Merger and acquisition activity is heating up in 2016. Just in the last month, in fact, we've seen $324.8 billion in announced deal value in the U.S., a 45% increase over the same period last year.
That huge uptick in merger and acquisition announcements brings 2016's year-to-date total to $1.8 trillion. The increase in deals is also turning into a very good thing for investors this year: With an average premium paid of almost 47%, acquisitions are one of the few big drivers of returns during a flat market.
It's no coincidence that we're seeing deal flow increase this year.
With record cash on corporate balance sheets at the same time interest rates are skittering along record lows, companies are trying to figure out a strategy to earn meaningful returns on those piles of cash. One big solution to that problem has been M&A activity. By buying other businesses, management gets to justify holding onto those record cash reserves. So, big M&A deals have been getting more frequent and more lucrative for investors.
Here's the thing: Contrary to popular belief, you don't need to have a crystal ball and get in ahead of the next big acquisition announcement to profit from the M&A trend.
In fact, some of the biggest deals already announced on Wall Street are currently pricing in hefty premiums for investors willing to stomach the headline risk right now.
Today, we'll take a closer look at four big deals that could pay you a big premium this fall.
A big merger is creating a big potential opportunity -- the biggest, in fact. The $107 billion acquisition of Time Warner Corp. (TWX) announced by AT&T (T) last month is the largest M&A transaction announced so far this year. But Wall Street doesn't have this one figured out just yet. Because of that, shares of Time Warner still trade for a steep discount to AT&T's offer price. There's still a 20% upside baked into shares if the deal gets done.
Make no mistake, there's a good reason for the discount: With the election cycle grabbing the headlines, the buyout is getting politicized at the same time AT&T and Time Warner need a big regulatory thumbs up to get their deal done. TWX's 20.44% discount to the current deal price represents the risk that it gets held up.
But there's still a big opportunity here. While analysts are painting about a 75% probability that the AT&T/Time Warner deal eventually does happen, the markets are currently only pricing in 32% odds that the deal gets done, according to Bloomberg. It's a textbook definition of an asymmetric bet: "heads I win a lot; tails I don't lose much."

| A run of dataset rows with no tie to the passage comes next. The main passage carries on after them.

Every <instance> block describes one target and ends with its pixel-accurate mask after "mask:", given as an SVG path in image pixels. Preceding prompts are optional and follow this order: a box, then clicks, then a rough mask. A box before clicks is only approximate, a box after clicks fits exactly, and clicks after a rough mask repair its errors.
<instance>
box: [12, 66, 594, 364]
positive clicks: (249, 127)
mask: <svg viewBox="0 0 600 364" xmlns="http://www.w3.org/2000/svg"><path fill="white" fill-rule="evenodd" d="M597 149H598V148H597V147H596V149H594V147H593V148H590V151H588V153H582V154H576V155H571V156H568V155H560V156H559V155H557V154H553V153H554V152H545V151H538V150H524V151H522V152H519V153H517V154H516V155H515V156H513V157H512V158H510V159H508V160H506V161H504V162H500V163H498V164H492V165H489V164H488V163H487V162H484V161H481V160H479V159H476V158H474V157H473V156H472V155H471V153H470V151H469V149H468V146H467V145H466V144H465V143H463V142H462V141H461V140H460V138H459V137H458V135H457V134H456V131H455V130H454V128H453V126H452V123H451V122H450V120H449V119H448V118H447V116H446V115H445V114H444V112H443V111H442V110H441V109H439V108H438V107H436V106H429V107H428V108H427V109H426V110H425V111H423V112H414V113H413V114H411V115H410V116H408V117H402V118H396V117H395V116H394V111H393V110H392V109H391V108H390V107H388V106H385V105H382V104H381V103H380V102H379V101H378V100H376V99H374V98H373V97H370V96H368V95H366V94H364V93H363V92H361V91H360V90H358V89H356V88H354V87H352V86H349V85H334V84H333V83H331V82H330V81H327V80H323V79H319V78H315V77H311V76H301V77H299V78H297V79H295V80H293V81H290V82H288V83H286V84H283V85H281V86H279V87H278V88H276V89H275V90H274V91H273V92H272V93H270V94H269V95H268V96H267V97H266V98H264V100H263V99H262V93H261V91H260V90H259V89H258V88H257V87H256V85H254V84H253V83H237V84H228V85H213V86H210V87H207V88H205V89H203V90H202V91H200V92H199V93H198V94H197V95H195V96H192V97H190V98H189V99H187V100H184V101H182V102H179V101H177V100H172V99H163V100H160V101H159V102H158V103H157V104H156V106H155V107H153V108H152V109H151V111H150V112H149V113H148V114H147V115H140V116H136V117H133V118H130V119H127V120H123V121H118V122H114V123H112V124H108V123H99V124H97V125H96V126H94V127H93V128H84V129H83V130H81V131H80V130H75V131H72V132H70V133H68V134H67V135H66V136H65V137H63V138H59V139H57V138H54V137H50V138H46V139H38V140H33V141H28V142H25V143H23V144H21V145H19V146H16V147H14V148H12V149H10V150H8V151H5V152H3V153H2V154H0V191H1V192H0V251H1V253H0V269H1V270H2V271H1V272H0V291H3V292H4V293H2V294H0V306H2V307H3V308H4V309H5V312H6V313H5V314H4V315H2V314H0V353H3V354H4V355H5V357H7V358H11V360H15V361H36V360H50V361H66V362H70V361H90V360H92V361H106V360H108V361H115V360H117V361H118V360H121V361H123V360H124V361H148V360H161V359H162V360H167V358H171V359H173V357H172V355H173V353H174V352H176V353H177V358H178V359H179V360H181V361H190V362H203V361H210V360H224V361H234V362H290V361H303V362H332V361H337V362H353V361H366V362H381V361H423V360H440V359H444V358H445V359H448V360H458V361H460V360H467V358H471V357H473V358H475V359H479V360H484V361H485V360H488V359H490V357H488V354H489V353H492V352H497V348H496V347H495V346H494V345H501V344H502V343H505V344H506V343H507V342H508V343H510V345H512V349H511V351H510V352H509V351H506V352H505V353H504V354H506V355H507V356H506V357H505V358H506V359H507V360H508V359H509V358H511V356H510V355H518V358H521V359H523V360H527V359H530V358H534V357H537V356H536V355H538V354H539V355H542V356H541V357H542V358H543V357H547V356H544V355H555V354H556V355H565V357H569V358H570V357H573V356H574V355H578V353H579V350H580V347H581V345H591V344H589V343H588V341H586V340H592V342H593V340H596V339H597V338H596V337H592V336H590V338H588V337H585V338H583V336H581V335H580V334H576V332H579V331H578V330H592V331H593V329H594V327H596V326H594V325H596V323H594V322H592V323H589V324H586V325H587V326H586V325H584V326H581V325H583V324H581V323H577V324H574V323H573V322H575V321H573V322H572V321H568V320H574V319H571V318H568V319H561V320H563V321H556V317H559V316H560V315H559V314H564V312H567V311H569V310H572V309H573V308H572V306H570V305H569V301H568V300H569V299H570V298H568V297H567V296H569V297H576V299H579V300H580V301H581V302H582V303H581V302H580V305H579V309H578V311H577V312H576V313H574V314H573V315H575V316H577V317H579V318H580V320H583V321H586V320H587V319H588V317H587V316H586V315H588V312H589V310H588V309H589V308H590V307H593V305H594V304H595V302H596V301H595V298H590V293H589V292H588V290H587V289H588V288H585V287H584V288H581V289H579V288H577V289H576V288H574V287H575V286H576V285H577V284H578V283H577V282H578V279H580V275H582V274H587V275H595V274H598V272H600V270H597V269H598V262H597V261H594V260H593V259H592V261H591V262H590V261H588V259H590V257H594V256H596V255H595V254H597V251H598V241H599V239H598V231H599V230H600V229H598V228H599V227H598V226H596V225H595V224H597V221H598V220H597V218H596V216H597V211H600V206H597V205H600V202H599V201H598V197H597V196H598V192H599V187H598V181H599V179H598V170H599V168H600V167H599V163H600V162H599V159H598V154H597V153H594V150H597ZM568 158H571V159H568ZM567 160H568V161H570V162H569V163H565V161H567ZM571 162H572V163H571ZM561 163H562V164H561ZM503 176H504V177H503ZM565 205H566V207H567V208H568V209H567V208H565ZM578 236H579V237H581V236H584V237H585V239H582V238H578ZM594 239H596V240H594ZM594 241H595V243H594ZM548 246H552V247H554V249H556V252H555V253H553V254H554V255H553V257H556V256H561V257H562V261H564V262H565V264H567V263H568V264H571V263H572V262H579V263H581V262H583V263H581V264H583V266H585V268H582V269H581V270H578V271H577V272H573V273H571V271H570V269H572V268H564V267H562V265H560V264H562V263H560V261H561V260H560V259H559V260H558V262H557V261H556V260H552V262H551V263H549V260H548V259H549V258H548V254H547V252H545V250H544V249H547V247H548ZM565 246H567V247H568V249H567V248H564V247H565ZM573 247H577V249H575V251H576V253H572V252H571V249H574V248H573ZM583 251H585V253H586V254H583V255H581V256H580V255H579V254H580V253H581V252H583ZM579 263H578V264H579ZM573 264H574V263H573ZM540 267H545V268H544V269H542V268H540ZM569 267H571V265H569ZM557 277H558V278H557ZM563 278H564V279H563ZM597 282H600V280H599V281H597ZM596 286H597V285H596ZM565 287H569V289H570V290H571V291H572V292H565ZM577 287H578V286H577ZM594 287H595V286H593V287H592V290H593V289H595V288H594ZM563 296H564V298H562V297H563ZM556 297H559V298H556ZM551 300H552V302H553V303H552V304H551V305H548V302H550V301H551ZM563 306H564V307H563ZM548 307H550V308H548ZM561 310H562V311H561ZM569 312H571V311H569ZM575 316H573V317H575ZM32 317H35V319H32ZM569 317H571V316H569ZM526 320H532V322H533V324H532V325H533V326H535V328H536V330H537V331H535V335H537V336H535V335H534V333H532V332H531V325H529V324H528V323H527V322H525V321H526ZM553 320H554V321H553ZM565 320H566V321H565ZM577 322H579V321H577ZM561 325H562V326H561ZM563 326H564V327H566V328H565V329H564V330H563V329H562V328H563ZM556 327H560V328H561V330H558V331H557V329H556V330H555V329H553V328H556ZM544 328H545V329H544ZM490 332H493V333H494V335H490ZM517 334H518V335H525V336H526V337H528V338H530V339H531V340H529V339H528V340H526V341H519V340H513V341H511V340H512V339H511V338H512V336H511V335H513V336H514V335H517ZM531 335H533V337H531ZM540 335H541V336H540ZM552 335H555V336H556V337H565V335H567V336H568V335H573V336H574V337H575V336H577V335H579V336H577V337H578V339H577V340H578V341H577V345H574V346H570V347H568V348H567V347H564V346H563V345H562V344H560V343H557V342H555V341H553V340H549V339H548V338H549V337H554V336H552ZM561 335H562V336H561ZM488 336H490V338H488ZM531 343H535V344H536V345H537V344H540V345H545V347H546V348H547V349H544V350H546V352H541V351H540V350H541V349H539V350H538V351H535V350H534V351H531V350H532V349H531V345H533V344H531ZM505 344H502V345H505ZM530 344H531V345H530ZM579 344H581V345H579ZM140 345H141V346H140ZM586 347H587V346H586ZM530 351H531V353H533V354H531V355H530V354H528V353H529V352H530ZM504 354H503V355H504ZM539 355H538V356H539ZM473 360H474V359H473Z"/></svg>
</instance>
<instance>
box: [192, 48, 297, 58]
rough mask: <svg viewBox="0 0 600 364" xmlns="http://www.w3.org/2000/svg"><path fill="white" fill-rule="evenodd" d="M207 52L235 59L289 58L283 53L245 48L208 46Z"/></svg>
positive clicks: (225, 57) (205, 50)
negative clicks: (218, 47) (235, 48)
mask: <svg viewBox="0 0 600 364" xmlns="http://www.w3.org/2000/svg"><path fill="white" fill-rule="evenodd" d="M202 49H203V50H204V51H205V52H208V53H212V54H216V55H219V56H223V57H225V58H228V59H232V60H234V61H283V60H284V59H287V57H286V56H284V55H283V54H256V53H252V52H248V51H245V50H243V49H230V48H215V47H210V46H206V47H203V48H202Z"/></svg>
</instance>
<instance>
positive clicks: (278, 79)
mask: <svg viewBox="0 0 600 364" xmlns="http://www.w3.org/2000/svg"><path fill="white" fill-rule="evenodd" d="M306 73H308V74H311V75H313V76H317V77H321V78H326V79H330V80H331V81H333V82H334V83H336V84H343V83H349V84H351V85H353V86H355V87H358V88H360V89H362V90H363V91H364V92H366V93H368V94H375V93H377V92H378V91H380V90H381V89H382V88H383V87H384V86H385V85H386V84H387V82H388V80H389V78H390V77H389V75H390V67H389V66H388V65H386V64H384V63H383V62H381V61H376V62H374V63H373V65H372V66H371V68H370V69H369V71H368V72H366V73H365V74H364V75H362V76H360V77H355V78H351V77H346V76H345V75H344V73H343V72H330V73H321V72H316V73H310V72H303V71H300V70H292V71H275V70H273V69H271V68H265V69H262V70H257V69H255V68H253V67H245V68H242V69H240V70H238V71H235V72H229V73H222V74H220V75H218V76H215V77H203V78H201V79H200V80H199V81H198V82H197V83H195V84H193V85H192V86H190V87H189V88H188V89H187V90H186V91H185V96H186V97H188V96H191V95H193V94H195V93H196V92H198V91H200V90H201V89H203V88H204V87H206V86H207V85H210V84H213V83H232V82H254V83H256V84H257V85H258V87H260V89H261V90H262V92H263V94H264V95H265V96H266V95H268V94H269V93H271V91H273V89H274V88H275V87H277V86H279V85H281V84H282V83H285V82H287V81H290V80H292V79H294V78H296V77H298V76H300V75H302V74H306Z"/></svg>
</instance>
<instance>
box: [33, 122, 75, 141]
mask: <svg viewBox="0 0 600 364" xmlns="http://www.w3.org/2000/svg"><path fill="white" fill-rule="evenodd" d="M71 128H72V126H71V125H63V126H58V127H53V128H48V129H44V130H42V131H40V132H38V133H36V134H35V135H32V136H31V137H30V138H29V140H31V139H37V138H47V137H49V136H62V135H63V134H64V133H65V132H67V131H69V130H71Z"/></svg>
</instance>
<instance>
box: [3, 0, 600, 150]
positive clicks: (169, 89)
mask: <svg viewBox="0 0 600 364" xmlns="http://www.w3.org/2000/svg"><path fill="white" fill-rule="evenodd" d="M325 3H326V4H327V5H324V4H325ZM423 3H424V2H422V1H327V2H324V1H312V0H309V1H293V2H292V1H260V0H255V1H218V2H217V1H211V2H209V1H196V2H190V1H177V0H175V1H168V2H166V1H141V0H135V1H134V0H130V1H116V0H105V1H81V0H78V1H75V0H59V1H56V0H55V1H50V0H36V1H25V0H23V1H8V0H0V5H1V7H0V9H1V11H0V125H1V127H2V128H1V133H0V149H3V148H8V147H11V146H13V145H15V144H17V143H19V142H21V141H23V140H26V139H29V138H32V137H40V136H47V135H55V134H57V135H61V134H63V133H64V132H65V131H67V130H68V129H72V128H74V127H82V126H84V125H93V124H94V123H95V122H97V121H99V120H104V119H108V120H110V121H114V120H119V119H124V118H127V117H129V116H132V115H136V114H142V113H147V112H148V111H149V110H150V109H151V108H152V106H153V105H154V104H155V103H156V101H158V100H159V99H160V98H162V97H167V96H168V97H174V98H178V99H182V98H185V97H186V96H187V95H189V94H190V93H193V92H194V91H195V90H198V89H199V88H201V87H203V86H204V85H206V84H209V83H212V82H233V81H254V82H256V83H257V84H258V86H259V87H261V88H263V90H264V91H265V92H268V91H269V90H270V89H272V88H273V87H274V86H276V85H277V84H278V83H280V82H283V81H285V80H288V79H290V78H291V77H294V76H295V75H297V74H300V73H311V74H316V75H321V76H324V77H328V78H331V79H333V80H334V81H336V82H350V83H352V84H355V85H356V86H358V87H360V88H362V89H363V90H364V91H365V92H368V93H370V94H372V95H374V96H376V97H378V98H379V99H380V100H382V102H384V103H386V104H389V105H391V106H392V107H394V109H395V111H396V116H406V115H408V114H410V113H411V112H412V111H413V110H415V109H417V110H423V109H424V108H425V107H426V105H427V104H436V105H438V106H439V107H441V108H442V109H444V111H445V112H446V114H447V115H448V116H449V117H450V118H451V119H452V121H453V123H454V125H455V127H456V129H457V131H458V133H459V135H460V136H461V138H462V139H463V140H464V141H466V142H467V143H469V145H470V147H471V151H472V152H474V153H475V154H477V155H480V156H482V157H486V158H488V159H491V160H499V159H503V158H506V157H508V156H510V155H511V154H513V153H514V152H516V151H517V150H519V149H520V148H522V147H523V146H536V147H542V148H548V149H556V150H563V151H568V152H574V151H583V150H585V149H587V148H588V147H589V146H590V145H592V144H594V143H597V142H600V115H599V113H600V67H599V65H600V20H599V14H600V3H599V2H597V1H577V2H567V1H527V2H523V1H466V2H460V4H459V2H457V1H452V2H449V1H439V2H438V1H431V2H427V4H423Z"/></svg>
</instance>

The deal is all the more attractive for Time Warner shareholders because AT&T is arguably overpaying for it. Time Warner includes some flagship assets like HBO and CNN that are likely helping to drive AT&T's willingness to pay more than another content company would. There's certainly headline risk here, but it's likely to dissipate somewhat after election day. In the meantime, AT&T and Time Warner look likely to pass their first round of anti-trust scrutiny later this year.